Does anyone have any suggestions for this?

Thanks
Geoff

cdoherty
2005-04-21, 00:07
On Apr 11, 2005 9:18 AM, John A. Tamplin <jat (AT) jaet (DOT) org> wrote:[color=blue]
This is what I was heading towards - creating an INSERT trigger for
each table needing a ID, and obtaining a table lock on a (new,
separate) ID table and retrieving / incrementing the ID. As you point
out, though, this causes concurrency issues, and I guess it will
increase the initial scan time due to the extra processing.
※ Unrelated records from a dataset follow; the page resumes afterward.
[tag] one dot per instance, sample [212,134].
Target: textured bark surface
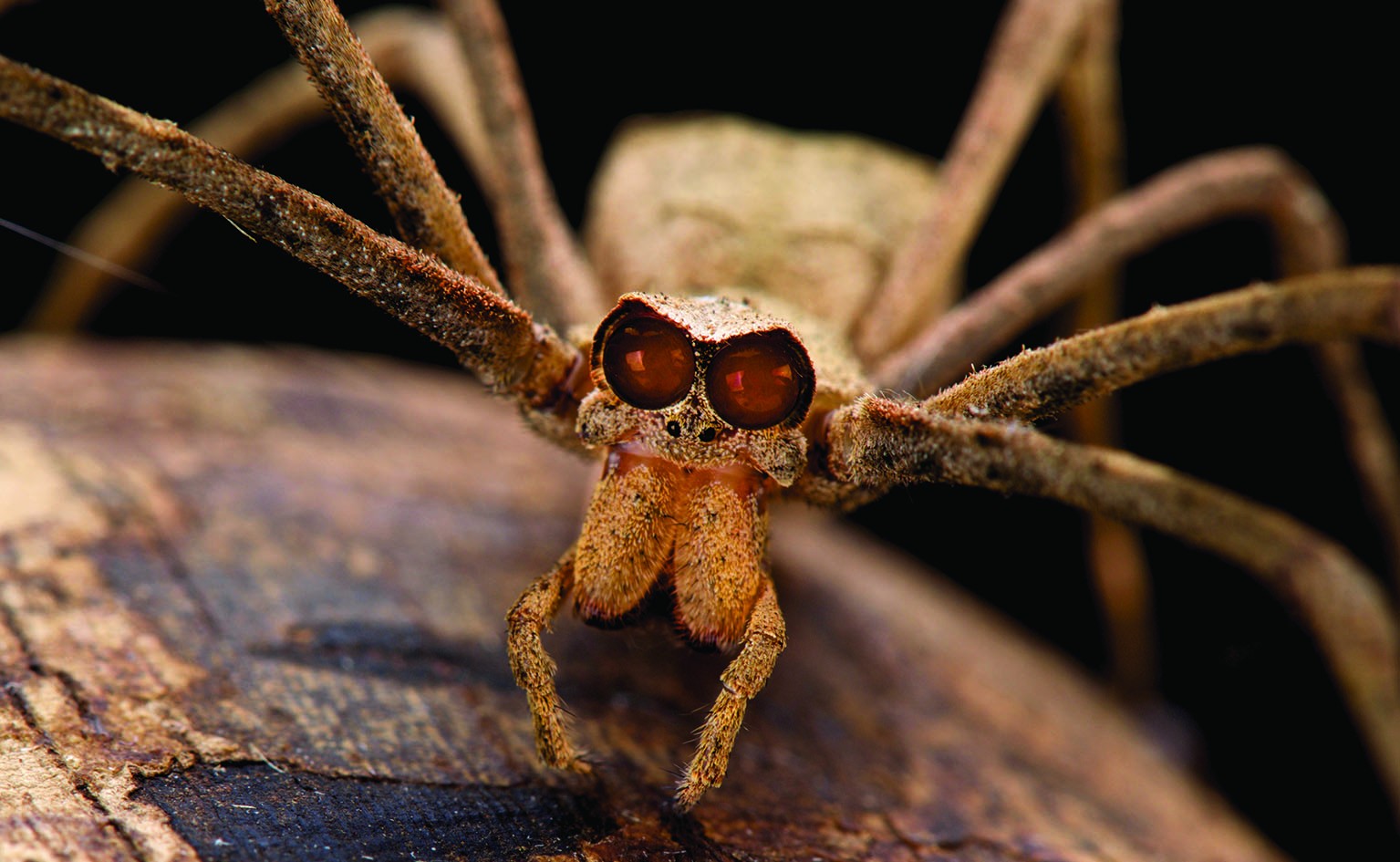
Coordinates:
[251,609]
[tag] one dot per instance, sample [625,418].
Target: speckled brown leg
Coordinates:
[533,666]
[763,639]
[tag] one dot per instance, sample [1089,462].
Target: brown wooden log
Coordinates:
[251,608]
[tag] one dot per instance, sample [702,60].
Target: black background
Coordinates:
[1318,81]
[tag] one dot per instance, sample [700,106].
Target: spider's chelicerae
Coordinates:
[672,227]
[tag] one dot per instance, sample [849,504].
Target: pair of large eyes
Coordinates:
[755,381]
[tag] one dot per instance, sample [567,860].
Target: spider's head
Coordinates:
[701,382]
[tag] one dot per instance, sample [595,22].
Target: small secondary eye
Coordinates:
[648,361]
[759,381]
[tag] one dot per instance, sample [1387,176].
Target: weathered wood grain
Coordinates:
[251,609]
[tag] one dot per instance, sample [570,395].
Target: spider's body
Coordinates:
[816,265]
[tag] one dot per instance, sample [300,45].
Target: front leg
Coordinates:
[534,670]
[763,639]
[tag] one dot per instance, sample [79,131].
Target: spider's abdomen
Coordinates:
[692,537]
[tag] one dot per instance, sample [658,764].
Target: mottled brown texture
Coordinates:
[1256,182]
[489,335]
[547,272]
[264,588]
[1038,41]
[410,47]
[424,209]
[722,203]
[881,441]
[1043,382]
[1032,47]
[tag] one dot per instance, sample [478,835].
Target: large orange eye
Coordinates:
[648,361]
[759,381]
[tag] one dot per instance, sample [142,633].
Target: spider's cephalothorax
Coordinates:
[699,403]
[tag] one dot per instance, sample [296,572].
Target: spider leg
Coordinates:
[424,209]
[1258,182]
[1041,384]
[487,333]
[1029,50]
[764,636]
[881,442]
[410,47]
[534,670]
[547,270]
[1255,182]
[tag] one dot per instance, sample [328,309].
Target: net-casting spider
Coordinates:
[667,222]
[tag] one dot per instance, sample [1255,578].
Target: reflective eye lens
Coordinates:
[758,381]
[648,361]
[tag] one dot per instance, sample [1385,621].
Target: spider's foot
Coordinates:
[689,793]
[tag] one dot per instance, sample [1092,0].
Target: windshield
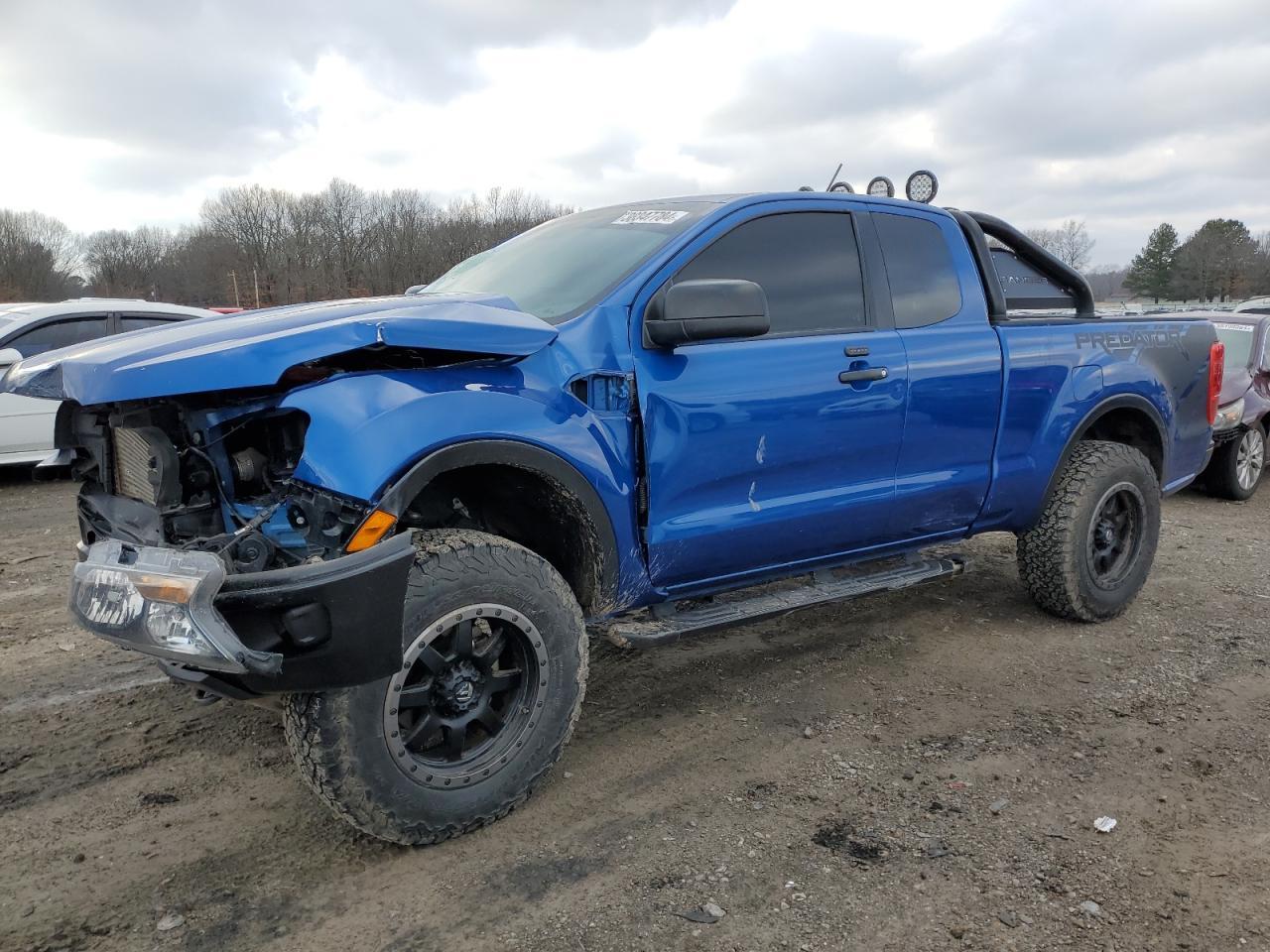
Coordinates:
[559,268]
[1238,343]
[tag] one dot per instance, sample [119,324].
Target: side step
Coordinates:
[667,624]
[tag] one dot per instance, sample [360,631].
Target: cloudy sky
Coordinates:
[1119,113]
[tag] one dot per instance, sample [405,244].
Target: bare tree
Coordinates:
[39,258]
[1070,243]
[336,243]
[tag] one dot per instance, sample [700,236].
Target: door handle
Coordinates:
[869,373]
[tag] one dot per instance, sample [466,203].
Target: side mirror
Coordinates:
[708,308]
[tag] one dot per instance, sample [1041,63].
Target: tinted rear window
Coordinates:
[924,286]
[59,334]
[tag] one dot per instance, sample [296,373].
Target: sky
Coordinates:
[1121,114]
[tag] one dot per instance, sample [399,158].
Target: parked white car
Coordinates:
[30,329]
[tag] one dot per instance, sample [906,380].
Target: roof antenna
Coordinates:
[833,178]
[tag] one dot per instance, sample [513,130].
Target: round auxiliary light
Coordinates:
[881,186]
[921,185]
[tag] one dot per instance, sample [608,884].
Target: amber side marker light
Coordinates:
[1215,368]
[371,531]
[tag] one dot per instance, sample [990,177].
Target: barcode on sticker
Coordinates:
[648,216]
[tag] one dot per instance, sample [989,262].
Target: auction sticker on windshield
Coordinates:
[648,216]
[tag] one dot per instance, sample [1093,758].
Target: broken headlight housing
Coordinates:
[159,602]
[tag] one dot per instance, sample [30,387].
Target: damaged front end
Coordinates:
[199,544]
[198,547]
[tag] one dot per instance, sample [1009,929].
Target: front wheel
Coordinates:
[494,667]
[1237,465]
[1091,549]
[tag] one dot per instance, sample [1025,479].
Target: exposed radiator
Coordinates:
[132,465]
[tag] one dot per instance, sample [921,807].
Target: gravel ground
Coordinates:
[919,771]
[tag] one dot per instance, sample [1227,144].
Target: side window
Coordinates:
[924,286]
[56,334]
[807,263]
[134,321]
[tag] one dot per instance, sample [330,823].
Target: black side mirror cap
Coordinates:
[707,308]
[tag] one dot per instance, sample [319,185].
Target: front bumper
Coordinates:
[314,627]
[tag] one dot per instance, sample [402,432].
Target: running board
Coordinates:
[666,624]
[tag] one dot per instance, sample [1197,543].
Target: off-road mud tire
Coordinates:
[1055,558]
[338,739]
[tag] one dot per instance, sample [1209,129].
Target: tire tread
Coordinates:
[313,721]
[1044,552]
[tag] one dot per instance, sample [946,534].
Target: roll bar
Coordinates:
[975,225]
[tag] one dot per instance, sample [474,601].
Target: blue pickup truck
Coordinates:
[397,518]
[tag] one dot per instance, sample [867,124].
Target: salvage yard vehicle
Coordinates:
[397,517]
[1243,408]
[31,329]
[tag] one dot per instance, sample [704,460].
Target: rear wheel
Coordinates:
[494,666]
[1237,465]
[1091,549]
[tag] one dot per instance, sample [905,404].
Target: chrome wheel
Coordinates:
[1251,458]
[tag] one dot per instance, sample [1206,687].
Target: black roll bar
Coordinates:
[1029,252]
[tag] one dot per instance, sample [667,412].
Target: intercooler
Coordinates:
[144,463]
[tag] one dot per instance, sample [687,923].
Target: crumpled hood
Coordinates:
[254,349]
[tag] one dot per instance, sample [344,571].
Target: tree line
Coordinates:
[261,246]
[1219,262]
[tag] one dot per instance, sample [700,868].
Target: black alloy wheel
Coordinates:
[466,694]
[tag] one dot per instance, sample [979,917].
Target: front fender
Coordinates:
[372,433]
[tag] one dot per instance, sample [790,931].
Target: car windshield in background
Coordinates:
[559,268]
[1238,343]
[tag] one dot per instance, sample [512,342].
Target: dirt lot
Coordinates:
[910,772]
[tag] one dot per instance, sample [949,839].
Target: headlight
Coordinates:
[1228,416]
[159,601]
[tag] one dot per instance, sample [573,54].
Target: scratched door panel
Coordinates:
[774,463]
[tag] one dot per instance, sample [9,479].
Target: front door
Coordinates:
[778,449]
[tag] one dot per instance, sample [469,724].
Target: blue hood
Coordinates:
[254,349]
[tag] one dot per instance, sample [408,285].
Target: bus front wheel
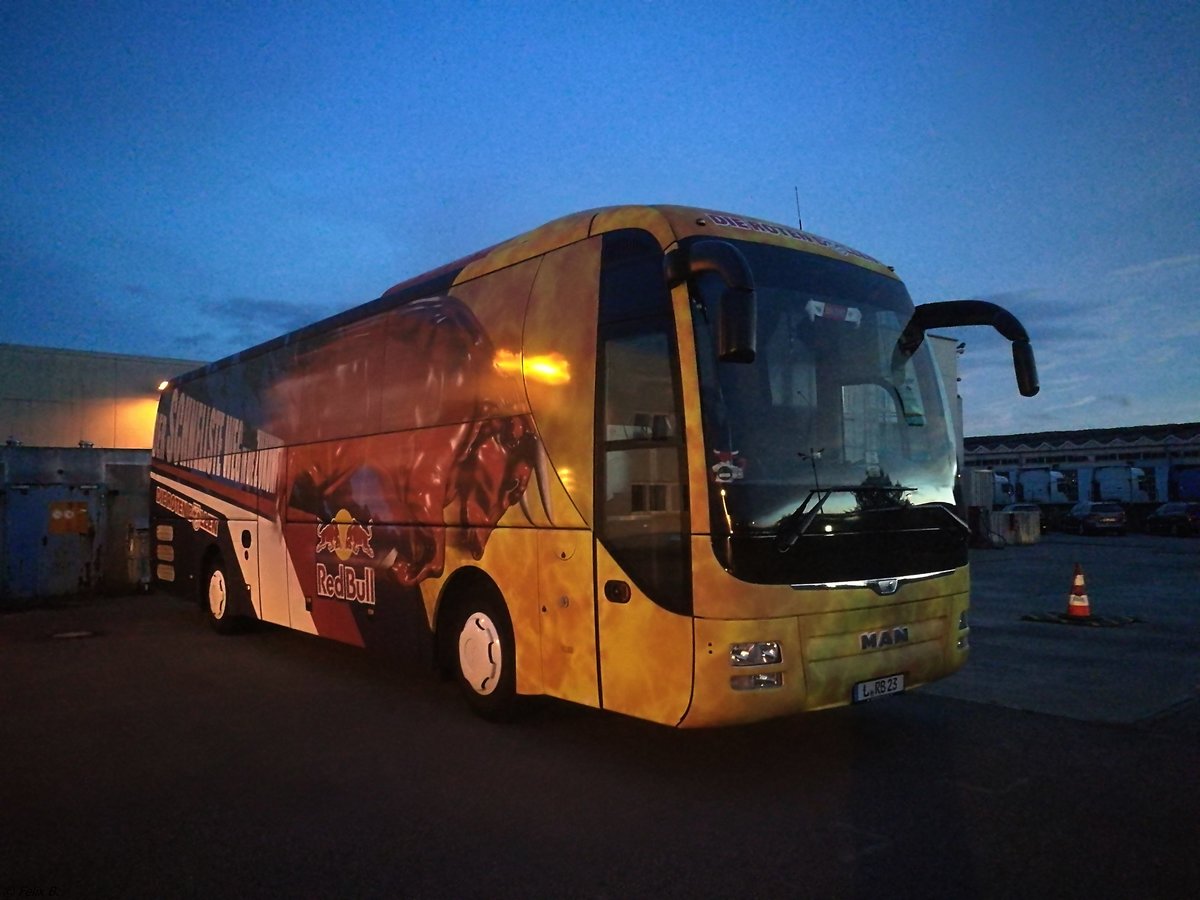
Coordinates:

if you're doing locking, you'd only experience contention problems rather than concurrency, and that only at relatively high transaction rates (e.g. in Oracle you'd have a MAX_ID table with one row that you'd do a SELECT ... FOR UPDATE on, so for a global ID sequence, every INSERT would have to wait for their turn at that row). but based on my experience I'd expect that to only be a problem at sustained rates of many thousands of transactions per minute.

chris

John A. Tamplin
2005-04-21, 05:19
On Thu, 21 Apr 2005, cdoherty wrote:

> if you're doing locking, you'd only experience contention problems
> rather than concurrency, and that only at relatively high transaction
> rates (e.g. in Oracle you'd have a MAX_ID table with one row that you'd
> do a SELECT ... FOR UPDATE on, so for a global ID sequence, every INSERT
> would have to wait for their turn at that row). but based on my
> experience I'd expect that to only be a problem at sustained rates of
> many thousands of transactions per minute.

Of course that depends on the complexity and duration of the transactions
containing the id fetch.

--
John A. Tamplin jat (AT) jaet (DOT) org
770/436-5387 HOME 4116 Manson Ave
Smyrna, GA 30082-3723

Conroy
2006-08-27, 19:40
Any chance I could get a copy of the SQL Server prototype code that was being attempted here? Did you ever get it working. I have some experience with MS SQL Server, and I may give it a go to see if I can get it working if it is still broken. Please little 'r' me at conor.cunningham@comcast.net.

Thanks,

Conor

PS: The ANSI Standard doesn't cover the behavior of the pre-sequence stuff in SQL 2003, and inserting into an identity column with a zero or null isn't really compliant with the standard either - it ignores those values and inserts a new counter in the other back-ends.

PPS: It would really be useful to allow the SQL generation layer to be parameterized a bit, as performance will suffer non-trivially with the trigger-based approach. The side-table approach will work, but it won't scale too well (as mentioned).